Stan and PyMC3 both implement automatic differentiation based variational infere...

AlexCoventry · on Nov 4, 2016

There's also the TensorFlow-based Edward: https://github.com/blei-lab/edward

proditus · on Nov 4, 2016

stan and edward dev here. happy to answer any questions.

(shakir's blog posts are amazing; i recommend them all.)

murbard2 · on Nov 4, 2016

Very cool, many questions

1) Why create a project distinct from Stan? Was it the prospect of benefiting of all the work going into TF and focus solely on the sampling procedures rather than autodiff or GPU integration?
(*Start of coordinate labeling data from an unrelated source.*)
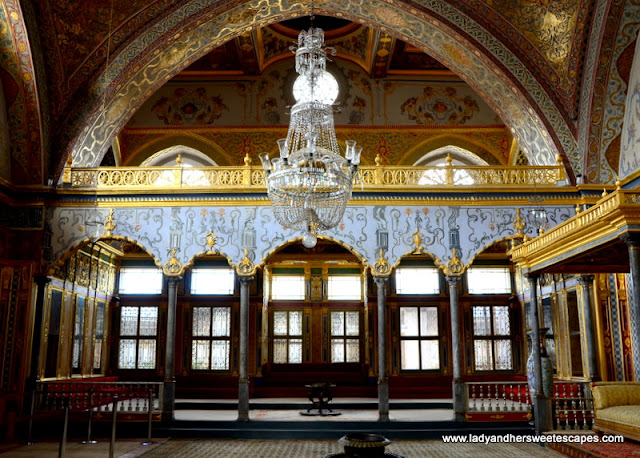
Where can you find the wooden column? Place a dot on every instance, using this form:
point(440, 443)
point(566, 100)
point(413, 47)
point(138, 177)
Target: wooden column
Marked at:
point(383, 380)
point(169, 394)
point(243, 380)
point(459, 395)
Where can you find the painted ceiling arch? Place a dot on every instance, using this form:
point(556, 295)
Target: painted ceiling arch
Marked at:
point(171, 43)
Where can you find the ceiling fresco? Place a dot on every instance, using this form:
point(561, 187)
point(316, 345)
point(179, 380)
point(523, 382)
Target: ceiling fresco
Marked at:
point(526, 58)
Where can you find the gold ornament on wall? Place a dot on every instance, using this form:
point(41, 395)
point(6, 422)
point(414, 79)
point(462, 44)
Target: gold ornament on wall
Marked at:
point(417, 241)
point(110, 223)
point(210, 242)
point(519, 224)
point(246, 266)
point(381, 268)
point(454, 267)
point(173, 266)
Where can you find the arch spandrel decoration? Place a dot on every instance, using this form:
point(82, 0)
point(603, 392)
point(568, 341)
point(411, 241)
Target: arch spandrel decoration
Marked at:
point(175, 236)
point(455, 51)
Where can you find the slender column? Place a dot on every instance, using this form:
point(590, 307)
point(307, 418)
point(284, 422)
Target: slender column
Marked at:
point(169, 394)
point(243, 380)
point(383, 381)
point(41, 282)
point(633, 243)
point(541, 404)
point(459, 395)
point(586, 284)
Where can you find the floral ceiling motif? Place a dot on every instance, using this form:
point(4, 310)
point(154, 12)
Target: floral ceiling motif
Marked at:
point(536, 47)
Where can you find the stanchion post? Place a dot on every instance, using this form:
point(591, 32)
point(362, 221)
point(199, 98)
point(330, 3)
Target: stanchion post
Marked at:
point(62, 451)
point(89, 441)
point(31, 414)
point(150, 418)
point(112, 445)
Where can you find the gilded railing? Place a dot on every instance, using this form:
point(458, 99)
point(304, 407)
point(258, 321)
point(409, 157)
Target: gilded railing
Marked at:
point(584, 220)
point(252, 178)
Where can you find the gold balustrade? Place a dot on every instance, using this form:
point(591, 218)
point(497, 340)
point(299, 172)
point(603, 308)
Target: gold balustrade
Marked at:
point(250, 178)
point(604, 220)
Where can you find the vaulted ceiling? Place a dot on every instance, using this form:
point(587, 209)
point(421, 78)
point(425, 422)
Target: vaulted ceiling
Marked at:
point(74, 73)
2) Are you implementing NUTS?

3) Any plans to implement parallel tempering

4) Any plans to handle "tall" data using stochastic estimates of the likelihood?

proditus · on Nov 4, 2016

great questions.

1. you touch upon the right strengths of TF; that was certainly one consideration. edward is designed to address two goals that complement stan. the first is to be a platform for inference research: as such, edward is primarily a tool for machine learning researchers. the second is to support a wider class of models than stan (at the cost of not offering a "works out of the box" solution).

our recent whitepaper explains these goals in a bit more detail:

https://arxiv.org/pdf/1610.09787.pdf

2) no immediate plans. but we have HMC and are looking for volunteers :)

3) same answer as above :) should be relatively easy to implement tempering.

4) this is already in the works! stay tuned!

marmaduke · on Nov 4, 2016

Why TF instead of Theano as PyMC3 has done? Shouln't it be straightforward to port PyMC3 algos over TF?

My main gripe with Theano is that OpenCL support is near non-existent, but this is also the case with TF.

murbard2 · on Nov 4, 2016

4) which approach are you using? Generalized Poisson Estimator, or estimating the convexity effect of the exponential by looking at the sample variance of the log likelihood? The former is more pure, the latter may be more practical if ugly.

proditus · on Nov 4, 2016

theses are great insights.

our first approach is the simplest: stochastic variational inference. consider a likelihood that factorizes over datapoints. stochastic variational inference then computes stochastic gradients of the variational objective function at each iteration by subsampling a "minibatch" of data at random.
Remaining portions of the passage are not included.